I have 5000 FASTA sequences with Uniprot ids. Now, I want to add a unique identifier at the beginning of each FASTA header. An example will explain you a bit better.
>sp|A12345|ref|COG_REF human ribosomal protein
-------------------------------------------------------------
>tr|B57384|ref|DRF_ERG ribosomal protein
-------------------------------------------------------------
And so on
I want to add ABC0001 to ABC5000 at the beginning of the fasta header. And the corresponding gene name from my txt file.
gopA ABC0001 A12345
gopD ABC0002 B57384
........................
fotR ABC5000 C12345
Output:
>ABC0001|gopA|sp|A12345|ref|COG_REF human ribosomal protein
-------------------------------------------------------------
>ABC0002|gopD|tr|B57384|ref|DRF_ERG ribosomal protein
-------------------------------------------------------------
And so on
As I understand, I have to match the uniprot IDs from the txt file to the FASTA sequence file and then grab the ABC ids ( e.g. ABC0001) and Gene name (gopA) and add them at the beginning of the FASTA header.
What have you tried?
I have modified the txt file in a better way
output>
Now trying to match –f1 (P87546) and replacing the Uniprot id (P87546) with “P87546|ABC0447|yohF” in FASTA file below. Later I can change the order of the ids in the FASTA header to >ABC0447|yohF|tr|P87546.

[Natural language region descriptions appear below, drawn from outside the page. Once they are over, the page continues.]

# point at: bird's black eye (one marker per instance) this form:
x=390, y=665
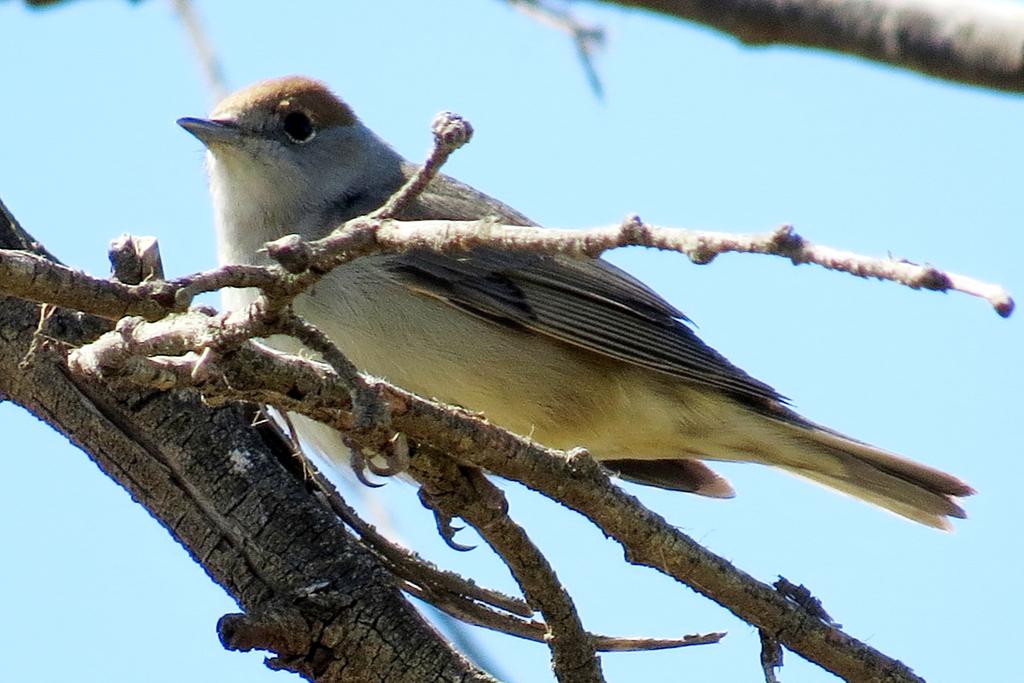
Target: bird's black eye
x=299, y=127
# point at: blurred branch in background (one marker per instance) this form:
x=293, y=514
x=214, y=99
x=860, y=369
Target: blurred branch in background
x=978, y=42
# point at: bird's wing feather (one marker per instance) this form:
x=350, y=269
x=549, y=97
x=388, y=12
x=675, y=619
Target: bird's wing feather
x=585, y=302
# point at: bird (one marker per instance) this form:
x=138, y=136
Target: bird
x=569, y=351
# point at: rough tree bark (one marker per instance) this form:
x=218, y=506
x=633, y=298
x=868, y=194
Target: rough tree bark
x=236, y=500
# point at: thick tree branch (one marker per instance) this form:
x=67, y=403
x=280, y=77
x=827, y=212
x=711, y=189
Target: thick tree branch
x=228, y=497
x=255, y=373
x=978, y=42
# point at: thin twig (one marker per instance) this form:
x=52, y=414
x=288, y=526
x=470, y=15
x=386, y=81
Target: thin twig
x=585, y=37
x=208, y=60
x=471, y=612
x=467, y=494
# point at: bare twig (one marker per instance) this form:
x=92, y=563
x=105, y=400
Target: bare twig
x=451, y=132
x=477, y=614
x=258, y=374
x=586, y=38
x=36, y=279
x=467, y=494
x=208, y=60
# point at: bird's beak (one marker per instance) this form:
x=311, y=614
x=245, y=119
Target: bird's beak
x=211, y=131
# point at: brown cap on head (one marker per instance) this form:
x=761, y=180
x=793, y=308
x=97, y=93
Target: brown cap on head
x=283, y=95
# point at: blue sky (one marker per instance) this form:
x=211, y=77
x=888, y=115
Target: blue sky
x=695, y=131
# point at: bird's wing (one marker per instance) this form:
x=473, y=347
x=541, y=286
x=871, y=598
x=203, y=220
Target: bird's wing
x=589, y=303
x=585, y=302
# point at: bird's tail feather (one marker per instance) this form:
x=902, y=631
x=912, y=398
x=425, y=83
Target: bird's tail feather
x=918, y=492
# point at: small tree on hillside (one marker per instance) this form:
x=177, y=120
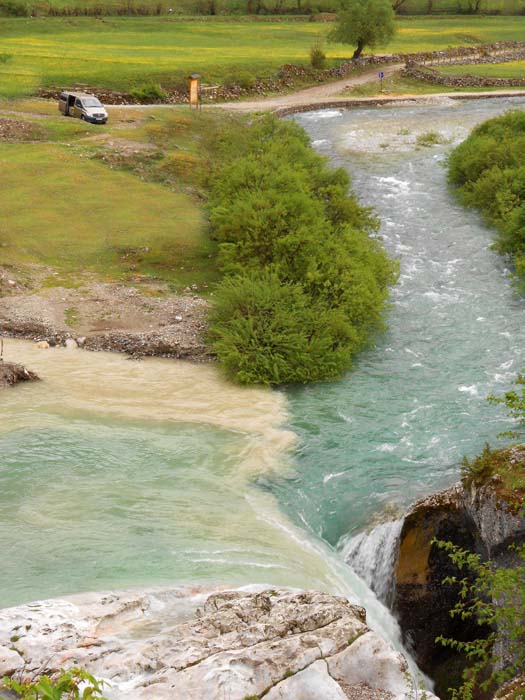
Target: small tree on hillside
x=364, y=23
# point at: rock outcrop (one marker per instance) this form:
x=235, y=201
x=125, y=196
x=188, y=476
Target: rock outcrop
x=188, y=644
x=11, y=373
x=484, y=519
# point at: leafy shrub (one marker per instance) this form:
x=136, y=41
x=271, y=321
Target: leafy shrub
x=266, y=331
x=487, y=170
x=74, y=684
x=494, y=598
x=14, y=8
x=317, y=56
x=429, y=138
x=149, y=92
x=306, y=283
x=240, y=79
x=480, y=469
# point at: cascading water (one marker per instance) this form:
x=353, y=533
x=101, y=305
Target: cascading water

I don’t know any one liner solution that can do it. Should I try in perl by getting each id and then loop through the FASTA sequences followed by matching ID to header. I just added non-unique identifier to each sequence but that’s not what I want. I’m really close, need a bit more time I guess.
Should I try in perl by getting each id and then loop through the FASTA sequences followed by matching ID to header. Yes--you will need to load your gene names first, then apply a substitution to the header. If you don't mind, I'll post a solution candidate...
Join could probably do this. General syntax:
Would join based on file1 column 1 and file2 column2, and output file1 column 3 file2 column1. You might first have to strip the fasta headers from the fasta file. After making new headers you can replace the old ones with the new ones, again with join.